Magento

Anyone who knows me pretty much knows I don’t hold much love for Magento. I respect the system and even more so the business the founders made by creating Magento, but every time I’ve worked with it, I just couldn’t shake the feeling that this should be simpler. A LOT simpler.

I remember first hearing about Magento in 2007 when I worked at iFrogz and at the time it was the first full featured cart that actually looked decent. Which wasn’t hard considering your choices at the time in the open source e-commerce field were pretty much OScommerce and Zencart. I remember doing a quick install of it locally and I was impressed at how simple the setup was. Fast forward a few years and Magento has done nothing but grow, in all respects. To say this code base is bloated is an understatement. But, I’m sure that works well with their business plan.

Regardless, my new work had earlier selected Magento as their platform of choice and I’ve finally learned to just roll with this punch. So, on to working with Magento. Getting it installed is no longer so trivial. Especially it seems on OSX.

Here is how I got it working on OSX Mountain Lion using MAMP.

  1. Install MAMP
  2. Download lastest Magento (1.7.0.2 was latest)
  3. I just put it in a folder in MAMP htdocs folder called magento
  4. Create database via phpmyadmin
  5. Fix “magento PHP Extensions “0” must be loaded” error by doing the next step.
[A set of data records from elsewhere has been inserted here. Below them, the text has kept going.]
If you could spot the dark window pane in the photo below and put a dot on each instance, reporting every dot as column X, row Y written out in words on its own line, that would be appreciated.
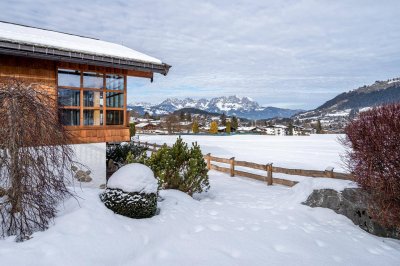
column 69, row 117
column 70, row 78
column 92, row 99
column 68, row 97
column 93, row 80
column 115, row 117
column 114, row 82
column 115, row 99
column 93, row 117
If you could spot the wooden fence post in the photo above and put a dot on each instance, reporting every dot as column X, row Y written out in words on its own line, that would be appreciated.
column 232, row 168
column 209, row 161
column 329, row 172
column 269, row 174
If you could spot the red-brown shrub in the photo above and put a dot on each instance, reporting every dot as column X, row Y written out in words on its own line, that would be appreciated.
column 373, row 157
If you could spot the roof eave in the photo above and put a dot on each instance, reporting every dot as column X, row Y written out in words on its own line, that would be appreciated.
column 41, row 52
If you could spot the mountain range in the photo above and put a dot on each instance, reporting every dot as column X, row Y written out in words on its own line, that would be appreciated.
column 243, row 107
column 354, row 101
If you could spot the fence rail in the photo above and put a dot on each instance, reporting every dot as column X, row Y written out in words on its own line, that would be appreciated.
column 268, row 168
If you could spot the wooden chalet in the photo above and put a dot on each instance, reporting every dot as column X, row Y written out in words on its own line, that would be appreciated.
column 87, row 76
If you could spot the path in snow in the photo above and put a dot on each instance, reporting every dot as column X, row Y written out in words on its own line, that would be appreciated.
column 238, row 222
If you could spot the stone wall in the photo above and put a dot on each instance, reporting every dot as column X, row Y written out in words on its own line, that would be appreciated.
column 352, row 203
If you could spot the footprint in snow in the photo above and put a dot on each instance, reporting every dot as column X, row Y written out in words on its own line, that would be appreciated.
column 280, row 248
column 320, row 243
column 375, row 251
column 283, row 227
column 213, row 213
column 337, row 258
column 215, row 227
column 198, row 229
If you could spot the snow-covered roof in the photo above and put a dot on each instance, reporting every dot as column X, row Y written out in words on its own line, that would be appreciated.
column 48, row 43
column 30, row 35
column 140, row 125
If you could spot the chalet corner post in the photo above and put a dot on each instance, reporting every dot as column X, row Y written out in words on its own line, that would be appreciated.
column 269, row 174
column 232, row 166
column 208, row 157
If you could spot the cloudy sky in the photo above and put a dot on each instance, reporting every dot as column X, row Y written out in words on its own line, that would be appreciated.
column 284, row 53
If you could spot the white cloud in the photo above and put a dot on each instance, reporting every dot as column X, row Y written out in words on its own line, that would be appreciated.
column 288, row 53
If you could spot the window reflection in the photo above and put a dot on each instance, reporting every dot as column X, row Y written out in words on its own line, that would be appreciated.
column 67, row 97
column 115, row 117
column 92, row 80
column 70, row 117
column 114, row 82
column 92, row 98
column 115, row 99
column 93, row 117
column 69, row 78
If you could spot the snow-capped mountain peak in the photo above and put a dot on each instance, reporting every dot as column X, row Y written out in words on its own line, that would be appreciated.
column 230, row 105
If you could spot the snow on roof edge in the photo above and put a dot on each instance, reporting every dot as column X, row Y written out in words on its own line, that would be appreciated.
column 23, row 34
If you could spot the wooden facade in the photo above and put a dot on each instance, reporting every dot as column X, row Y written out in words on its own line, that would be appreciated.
column 44, row 72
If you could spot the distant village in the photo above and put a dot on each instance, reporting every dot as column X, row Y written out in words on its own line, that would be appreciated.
column 187, row 123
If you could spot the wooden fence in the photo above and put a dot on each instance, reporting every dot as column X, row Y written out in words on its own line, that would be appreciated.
column 268, row 168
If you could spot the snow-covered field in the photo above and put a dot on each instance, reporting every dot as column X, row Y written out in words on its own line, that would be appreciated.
column 315, row 152
column 238, row 222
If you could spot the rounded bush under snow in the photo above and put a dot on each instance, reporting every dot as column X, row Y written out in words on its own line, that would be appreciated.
column 132, row 191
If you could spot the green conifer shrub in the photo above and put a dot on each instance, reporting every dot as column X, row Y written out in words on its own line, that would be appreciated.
column 179, row 167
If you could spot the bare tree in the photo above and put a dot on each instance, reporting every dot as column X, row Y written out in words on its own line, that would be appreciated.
column 35, row 159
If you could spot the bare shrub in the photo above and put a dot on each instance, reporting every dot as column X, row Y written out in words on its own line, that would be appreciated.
column 34, row 159
column 373, row 157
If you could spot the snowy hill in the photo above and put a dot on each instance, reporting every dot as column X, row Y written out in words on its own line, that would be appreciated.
column 230, row 105
column 347, row 104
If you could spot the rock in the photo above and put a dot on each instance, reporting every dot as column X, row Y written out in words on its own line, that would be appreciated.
column 132, row 191
column 82, row 176
column 352, row 203
column 130, row 204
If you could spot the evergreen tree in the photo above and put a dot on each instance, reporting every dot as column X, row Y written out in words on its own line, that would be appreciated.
column 132, row 130
column 223, row 119
column 214, row 127
column 189, row 117
column 195, row 127
column 290, row 129
column 235, row 123
column 228, row 127
column 180, row 167
column 182, row 116
column 319, row 127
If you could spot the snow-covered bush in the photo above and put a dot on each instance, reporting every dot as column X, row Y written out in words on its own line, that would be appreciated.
column 118, row 153
column 132, row 191
column 374, row 159
column 180, row 167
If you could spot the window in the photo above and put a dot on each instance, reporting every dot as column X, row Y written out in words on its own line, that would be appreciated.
column 115, row 99
column 69, row 78
column 115, row 82
column 92, row 98
column 70, row 117
column 93, row 117
column 93, row 80
column 84, row 100
column 115, row 117
column 67, row 97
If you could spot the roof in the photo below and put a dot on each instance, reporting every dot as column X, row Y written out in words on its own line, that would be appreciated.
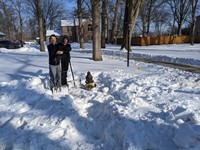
column 56, row 32
column 71, row 22
column 2, row 34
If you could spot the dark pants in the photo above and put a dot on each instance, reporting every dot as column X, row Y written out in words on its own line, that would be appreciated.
column 55, row 79
column 65, row 66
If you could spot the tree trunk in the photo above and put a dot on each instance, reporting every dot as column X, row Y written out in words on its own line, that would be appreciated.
column 40, row 24
column 80, row 16
column 179, row 28
column 108, row 29
column 130, row 16
column 97, row 54
column 149, row 17
column 114, row 23
column 21, row 29
column 194, row 5
column 103, row 21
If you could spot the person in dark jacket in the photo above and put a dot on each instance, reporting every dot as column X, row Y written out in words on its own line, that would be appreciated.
column 65, row 47
column 54, row 68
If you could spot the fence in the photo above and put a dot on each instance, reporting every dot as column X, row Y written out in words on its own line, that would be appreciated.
column 159, row 40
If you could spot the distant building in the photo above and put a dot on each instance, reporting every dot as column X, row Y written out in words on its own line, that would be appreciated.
column 2, row 36
column 58, row 33
column 71, row 29
column 197, row 27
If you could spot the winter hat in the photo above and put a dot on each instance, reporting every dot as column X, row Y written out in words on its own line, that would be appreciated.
column 65, row 37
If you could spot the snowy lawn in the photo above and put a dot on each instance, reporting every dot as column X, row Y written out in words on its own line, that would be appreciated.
column 181, row 54
column 150, row 108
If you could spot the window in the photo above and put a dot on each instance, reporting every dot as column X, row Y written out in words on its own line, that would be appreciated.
column 89, row 27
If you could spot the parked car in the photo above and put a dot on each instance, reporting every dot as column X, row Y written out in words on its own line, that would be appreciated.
column 9, row 45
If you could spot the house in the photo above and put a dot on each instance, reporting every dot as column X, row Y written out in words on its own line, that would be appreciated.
column 197, row 27
column 2, row 36
column 71, row 29
column 58, row 33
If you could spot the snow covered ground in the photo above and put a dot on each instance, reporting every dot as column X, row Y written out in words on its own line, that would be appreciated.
column 143, row 107
column 180, row 54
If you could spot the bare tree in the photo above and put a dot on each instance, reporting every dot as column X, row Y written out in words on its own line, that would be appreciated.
column 103, row 22
column 80, row 17
column 40, row 24
column 131, row 13
column 180, row 10
column 97, row 55
column 51, row 12
column 194, row 7
column 114, row 22
column 19, row 8
column 7, row 20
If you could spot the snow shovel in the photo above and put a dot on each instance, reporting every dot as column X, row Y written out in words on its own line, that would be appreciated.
column 70, row 65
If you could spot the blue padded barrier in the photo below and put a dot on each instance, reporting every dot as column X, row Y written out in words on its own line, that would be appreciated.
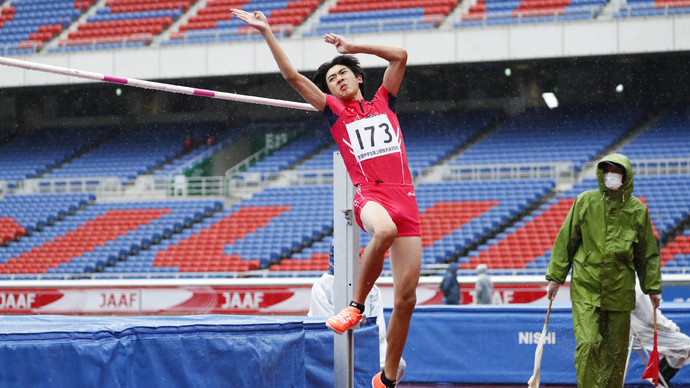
column 190, row 351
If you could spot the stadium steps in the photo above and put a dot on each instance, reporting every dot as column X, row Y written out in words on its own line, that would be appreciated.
column 63, row 35
column 433, row 174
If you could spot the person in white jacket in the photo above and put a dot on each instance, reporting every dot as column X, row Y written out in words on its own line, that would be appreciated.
column 673, row 346
column 321, row 305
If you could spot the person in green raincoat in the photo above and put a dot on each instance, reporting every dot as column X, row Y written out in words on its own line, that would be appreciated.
column 606, row 239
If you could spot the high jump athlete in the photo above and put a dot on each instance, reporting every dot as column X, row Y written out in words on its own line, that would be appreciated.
column 371, row 144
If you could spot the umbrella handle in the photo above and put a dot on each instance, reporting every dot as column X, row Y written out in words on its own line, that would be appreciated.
column 548, row 312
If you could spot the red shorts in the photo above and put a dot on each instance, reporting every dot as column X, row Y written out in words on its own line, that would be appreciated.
column 399, row 201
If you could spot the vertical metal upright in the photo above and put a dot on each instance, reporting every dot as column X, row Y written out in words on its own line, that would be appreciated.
column 345, row 268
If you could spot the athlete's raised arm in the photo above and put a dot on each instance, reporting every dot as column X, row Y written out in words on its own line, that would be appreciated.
column 307, row 89
column 396, row 57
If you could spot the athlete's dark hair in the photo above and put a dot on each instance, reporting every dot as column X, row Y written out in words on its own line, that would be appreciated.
column 346, row 60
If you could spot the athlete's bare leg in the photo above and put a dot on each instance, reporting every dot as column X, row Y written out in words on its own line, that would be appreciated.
column 406, row 260
column 378, row 223
column 406, row 254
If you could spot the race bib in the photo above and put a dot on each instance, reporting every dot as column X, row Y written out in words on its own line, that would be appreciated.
column 372, row 137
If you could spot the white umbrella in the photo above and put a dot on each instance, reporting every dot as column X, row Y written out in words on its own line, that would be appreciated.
column 534, row 380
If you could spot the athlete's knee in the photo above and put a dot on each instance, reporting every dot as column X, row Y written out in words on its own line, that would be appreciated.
column 386, row 233
column 405, row 301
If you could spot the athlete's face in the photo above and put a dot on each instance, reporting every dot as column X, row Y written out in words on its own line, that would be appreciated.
column 343, row 83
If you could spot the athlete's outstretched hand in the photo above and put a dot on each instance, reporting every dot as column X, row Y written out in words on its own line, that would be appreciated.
column 341, row 44
column 257, row 19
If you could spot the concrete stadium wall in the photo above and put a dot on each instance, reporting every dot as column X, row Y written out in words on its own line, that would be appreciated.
column 459, row 45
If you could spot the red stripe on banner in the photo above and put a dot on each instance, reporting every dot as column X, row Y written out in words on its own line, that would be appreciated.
column 93, row 233
column 204, row 251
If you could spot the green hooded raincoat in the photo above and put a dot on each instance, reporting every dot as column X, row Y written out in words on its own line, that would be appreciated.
column 606, row 239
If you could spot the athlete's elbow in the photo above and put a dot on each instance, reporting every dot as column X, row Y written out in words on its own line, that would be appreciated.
column 292, row 77
column 401, row 56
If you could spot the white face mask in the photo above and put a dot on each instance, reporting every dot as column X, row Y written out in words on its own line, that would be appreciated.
column 613, row 180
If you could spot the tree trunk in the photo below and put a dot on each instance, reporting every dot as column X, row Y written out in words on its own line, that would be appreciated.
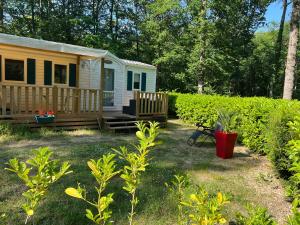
column 33, row 27
column 292, row 51
column 278, row 48
column 1, row 15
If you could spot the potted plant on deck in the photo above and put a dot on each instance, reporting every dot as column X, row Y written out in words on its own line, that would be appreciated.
column 226, row 138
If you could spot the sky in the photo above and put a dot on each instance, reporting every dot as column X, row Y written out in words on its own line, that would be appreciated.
column 274, row 12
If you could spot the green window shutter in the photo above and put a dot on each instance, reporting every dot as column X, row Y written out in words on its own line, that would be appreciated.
column 129, row 81
column 31, row 71
column 0, row 68
column 47, row 73
column 144, row 78
column 72, row 75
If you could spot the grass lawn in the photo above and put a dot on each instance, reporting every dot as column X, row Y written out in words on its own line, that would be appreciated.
column 246, row 178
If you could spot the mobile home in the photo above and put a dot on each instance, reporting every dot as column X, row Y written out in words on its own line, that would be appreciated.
column 38, row 75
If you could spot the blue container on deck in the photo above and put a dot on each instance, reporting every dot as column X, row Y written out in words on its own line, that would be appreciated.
column 44, row 118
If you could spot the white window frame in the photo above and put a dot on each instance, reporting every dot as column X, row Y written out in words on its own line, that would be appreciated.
column 140, row 82
column 53, row 74
column 3, row 58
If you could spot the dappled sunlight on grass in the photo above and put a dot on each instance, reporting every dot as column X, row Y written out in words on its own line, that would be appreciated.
column 237, row 177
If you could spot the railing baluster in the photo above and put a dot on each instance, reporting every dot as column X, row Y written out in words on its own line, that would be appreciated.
column 90, row 101
column 4, row 96
column 79, row 100
column 26, row 94
column 12, row 102
column 47, row 99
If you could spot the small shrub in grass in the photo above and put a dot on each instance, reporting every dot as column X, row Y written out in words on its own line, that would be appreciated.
column 177, row 187
column 103, row 170
column 199, row 207
column 255, row 215
column 5, row 128
column 38, row 173
column 294, row 219
column 137, row 161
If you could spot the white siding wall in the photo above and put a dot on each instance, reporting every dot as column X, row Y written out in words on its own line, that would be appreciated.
column 150, row 81
column 89, row 77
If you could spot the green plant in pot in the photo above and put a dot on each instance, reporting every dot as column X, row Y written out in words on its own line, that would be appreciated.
column 226, row 138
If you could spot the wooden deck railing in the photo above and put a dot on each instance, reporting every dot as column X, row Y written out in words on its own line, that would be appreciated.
column 148, row 104
column 30, row 99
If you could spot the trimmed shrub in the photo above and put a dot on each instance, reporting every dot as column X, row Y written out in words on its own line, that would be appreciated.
column 266, row 126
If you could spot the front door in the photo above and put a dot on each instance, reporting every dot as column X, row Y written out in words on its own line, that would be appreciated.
column 109, row 87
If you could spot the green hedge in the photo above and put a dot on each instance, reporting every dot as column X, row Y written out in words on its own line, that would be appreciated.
column 263, row 123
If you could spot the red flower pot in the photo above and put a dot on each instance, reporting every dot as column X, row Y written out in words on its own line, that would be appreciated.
column 225, row 144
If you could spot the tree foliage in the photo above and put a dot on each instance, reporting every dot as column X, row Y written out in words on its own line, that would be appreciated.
column 190, row 41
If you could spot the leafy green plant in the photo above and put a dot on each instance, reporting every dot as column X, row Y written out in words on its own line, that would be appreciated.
column 255, row 215
column 294, row 219
column 228, row 120
column 177, row 187
column 205, row 209
column 103, row 170
column 38, row 173
column 137, row 161
column 267, row 126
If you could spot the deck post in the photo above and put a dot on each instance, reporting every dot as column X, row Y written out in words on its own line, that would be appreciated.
column 101, row 87
column 76, row 93
column 55, row 99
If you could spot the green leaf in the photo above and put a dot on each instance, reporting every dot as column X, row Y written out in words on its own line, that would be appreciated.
column 73, row 192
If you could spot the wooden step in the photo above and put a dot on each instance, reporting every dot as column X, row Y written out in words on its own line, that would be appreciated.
column 120, row 122
column 121, row 128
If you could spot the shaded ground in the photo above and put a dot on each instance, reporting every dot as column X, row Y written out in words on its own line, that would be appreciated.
column 247, row 178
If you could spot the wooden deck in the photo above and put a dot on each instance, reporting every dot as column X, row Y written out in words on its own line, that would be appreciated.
column 75, row 108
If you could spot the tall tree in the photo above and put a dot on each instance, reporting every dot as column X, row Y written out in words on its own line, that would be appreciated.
column 292, row 51
column 1, row 15
column 278, row 47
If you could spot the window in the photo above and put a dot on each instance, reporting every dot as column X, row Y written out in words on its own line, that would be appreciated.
column 14, row 70
column 109, row 79
column 136, row 81
column 60, row 74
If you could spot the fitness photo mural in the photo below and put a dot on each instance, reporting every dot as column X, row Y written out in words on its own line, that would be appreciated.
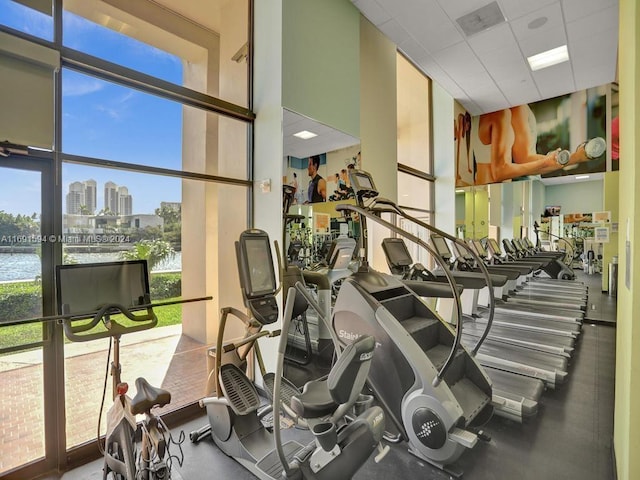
column 561, row 136
column 323, row 177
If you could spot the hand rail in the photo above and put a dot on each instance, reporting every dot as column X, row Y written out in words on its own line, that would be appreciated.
column 84, row 315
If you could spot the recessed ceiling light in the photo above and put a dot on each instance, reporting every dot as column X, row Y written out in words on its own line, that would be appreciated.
column 537, row 23
column 305, row 134
column 548, row 58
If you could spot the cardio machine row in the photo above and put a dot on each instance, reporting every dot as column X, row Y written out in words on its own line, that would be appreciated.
column 426, row 385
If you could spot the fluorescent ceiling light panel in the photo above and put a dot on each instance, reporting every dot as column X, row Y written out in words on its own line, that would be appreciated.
column 305, row 135
column 548, row 58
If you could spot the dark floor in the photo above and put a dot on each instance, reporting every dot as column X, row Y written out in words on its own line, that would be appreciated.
column 569, row 439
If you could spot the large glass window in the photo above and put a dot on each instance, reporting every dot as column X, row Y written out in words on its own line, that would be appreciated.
column 414, row 114
column 33, row 18
column 210, row 58
column 151, row 167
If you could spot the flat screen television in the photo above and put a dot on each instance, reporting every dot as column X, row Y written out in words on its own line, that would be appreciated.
column 551, row 211
column 86, row 288
column 255, row 263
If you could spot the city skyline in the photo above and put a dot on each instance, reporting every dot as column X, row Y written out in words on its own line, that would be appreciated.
column 81, row 198
column 105, row 120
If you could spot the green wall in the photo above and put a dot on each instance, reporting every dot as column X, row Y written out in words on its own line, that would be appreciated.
column 321, row 62
column 579, row 197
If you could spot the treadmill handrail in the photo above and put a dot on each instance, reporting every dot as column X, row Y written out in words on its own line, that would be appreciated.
column 452, row 283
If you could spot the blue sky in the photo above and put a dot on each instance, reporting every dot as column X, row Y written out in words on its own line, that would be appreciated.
column 105, row 120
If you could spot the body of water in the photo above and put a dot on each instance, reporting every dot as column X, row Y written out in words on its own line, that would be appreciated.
column 26, row 266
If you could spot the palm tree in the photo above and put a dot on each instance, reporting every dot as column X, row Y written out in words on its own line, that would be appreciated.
column 153, row 251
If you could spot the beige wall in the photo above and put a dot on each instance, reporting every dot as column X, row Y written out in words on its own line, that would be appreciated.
column 378, row 123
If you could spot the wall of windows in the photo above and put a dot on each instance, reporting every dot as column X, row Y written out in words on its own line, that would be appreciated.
column 151, row 155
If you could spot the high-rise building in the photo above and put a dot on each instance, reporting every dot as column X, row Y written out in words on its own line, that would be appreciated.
column 75, row 198
column 111, row 197
column 125, row 201
column 90, row 196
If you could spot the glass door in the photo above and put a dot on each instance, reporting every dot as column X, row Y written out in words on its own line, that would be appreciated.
column 26, row 277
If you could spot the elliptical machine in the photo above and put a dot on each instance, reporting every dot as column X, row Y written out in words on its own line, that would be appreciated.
column 340, row 448
column 433, row 390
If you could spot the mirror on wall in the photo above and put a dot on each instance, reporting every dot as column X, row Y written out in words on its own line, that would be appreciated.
column 315, row 179
column 317, row 159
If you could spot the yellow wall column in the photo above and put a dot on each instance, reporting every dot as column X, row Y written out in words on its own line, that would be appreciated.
column 627, row 404
column 611, row 192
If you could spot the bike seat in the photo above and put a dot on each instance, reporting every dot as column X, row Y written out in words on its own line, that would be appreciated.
column 148, row 396
column 315, row 400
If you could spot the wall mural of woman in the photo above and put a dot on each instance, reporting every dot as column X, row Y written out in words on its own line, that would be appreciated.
column 560, row 136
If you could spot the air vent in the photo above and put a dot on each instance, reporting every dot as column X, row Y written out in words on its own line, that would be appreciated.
column 481, row 19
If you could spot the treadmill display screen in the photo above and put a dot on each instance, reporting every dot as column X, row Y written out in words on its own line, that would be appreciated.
column 494, row 246
column 480, row 250
column 460, row 250
column 397, row 252
column 440, row 244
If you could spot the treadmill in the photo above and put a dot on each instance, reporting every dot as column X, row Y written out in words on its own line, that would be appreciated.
column 540, row 340
column 515, row 359
column 554, row 299
column 514, row 396
column 549, row 310
column 526, row 319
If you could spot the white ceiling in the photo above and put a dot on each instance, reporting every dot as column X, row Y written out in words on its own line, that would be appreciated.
column 488, row 71
column 328, row 140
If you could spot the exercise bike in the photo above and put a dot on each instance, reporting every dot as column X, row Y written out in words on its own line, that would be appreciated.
column 111, row 286
column 340, row 446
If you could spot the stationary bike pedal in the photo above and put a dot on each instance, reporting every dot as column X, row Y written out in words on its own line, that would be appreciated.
column 482, row 435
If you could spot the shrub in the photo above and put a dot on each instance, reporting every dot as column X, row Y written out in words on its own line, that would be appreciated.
column 20, row 300
column 165, row 285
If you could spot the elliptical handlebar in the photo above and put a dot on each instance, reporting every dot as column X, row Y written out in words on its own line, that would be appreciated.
column 452, row 284
column 478, row 261
column 113, row 328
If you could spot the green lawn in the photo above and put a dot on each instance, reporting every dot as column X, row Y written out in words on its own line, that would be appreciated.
column 23, row 299
column 30, row 333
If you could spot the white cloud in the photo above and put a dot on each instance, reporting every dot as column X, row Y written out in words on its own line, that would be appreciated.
column 75, row 86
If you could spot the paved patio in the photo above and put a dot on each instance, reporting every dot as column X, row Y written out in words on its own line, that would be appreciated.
column 162, row 355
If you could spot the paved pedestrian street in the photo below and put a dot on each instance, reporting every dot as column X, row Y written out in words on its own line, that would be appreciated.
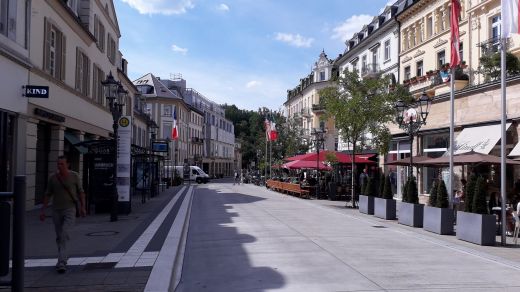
column 247, row 238
column 225, row 237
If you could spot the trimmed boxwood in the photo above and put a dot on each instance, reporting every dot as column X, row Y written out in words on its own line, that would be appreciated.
column 442, row 195
column 470, row 192
column 479, row 198
column 433, row 194
column 387, row 189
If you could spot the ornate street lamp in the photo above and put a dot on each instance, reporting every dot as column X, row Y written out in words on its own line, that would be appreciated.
column 115, row 94
column 319, row 140
column 411, row 121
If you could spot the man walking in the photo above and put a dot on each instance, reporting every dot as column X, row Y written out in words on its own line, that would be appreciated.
column 66, row 191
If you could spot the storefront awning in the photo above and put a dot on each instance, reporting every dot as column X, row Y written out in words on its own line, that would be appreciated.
column 479, row 139
column 74, row 140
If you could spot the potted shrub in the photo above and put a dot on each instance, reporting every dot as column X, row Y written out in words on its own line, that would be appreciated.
column 477, row 227
column 366, row 201
column 438, row 217
column 410, row 211
column 385, row 206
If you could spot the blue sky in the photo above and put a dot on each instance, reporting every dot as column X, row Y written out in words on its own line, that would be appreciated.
column 242, row 52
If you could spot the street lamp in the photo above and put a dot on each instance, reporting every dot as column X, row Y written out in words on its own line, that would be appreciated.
column 411, row 121
column 319, row 140
column 115, row 94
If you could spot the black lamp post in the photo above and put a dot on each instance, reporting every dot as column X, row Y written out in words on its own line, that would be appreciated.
column 115, row 94
column 319, row 140
column 411, row 121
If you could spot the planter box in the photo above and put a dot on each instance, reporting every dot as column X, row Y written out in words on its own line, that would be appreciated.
column 476, row 228
column 438, row 220
column 384, row 208
column 411, row 214
column 366, row 205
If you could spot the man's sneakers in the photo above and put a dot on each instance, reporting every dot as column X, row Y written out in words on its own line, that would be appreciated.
column 61, row 267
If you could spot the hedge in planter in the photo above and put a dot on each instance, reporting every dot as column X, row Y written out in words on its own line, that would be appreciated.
column 478, row 227
column 442, row 196
column 470, row 191
column 433, row 194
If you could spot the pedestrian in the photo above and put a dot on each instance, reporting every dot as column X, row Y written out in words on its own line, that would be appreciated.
column 66, row 191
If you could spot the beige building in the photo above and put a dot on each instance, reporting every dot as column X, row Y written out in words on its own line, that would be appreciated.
column 303, row 103
column 73, row 47
column 425, row 47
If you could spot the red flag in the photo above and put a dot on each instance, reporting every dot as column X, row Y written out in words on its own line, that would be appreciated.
column 455, row 36
column 175, row 133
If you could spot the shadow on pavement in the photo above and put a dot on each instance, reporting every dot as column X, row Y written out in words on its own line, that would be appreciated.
column 216, row 258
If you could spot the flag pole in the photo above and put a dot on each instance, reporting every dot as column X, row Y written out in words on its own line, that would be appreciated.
column 503, row 136
column 452, row 134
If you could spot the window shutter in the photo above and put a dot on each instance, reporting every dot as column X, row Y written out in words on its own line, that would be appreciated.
column 63, row 55
column 46, row 45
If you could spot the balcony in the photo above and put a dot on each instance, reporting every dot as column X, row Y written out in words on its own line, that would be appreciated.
column 306, row 113
column 318, row 108
column 491, row 46
column 370, row 71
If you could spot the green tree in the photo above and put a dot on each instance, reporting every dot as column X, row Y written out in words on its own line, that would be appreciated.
column 433, row 194
column 387, row 189
column 470, row 192
column 360, row 106
column 442, row 195
column 479, row 198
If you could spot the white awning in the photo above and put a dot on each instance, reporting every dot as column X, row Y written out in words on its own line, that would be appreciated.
column 515, row 151
column 479, row 139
Open app/code/core/Mage/Install/etc/config.xml in an editor and change around line 72 change

<pdo_mysql/>

to

<pdo_mysql>1</pdo_mysql>

Then browse to 127.0.0.1:8888/magento/ and run through the install. For some reason using localhost:8888 doesn’t work, something to do with no periods in the domain… fun, fun, fun.

Overall not too bad. Now it’s time to create that new theme.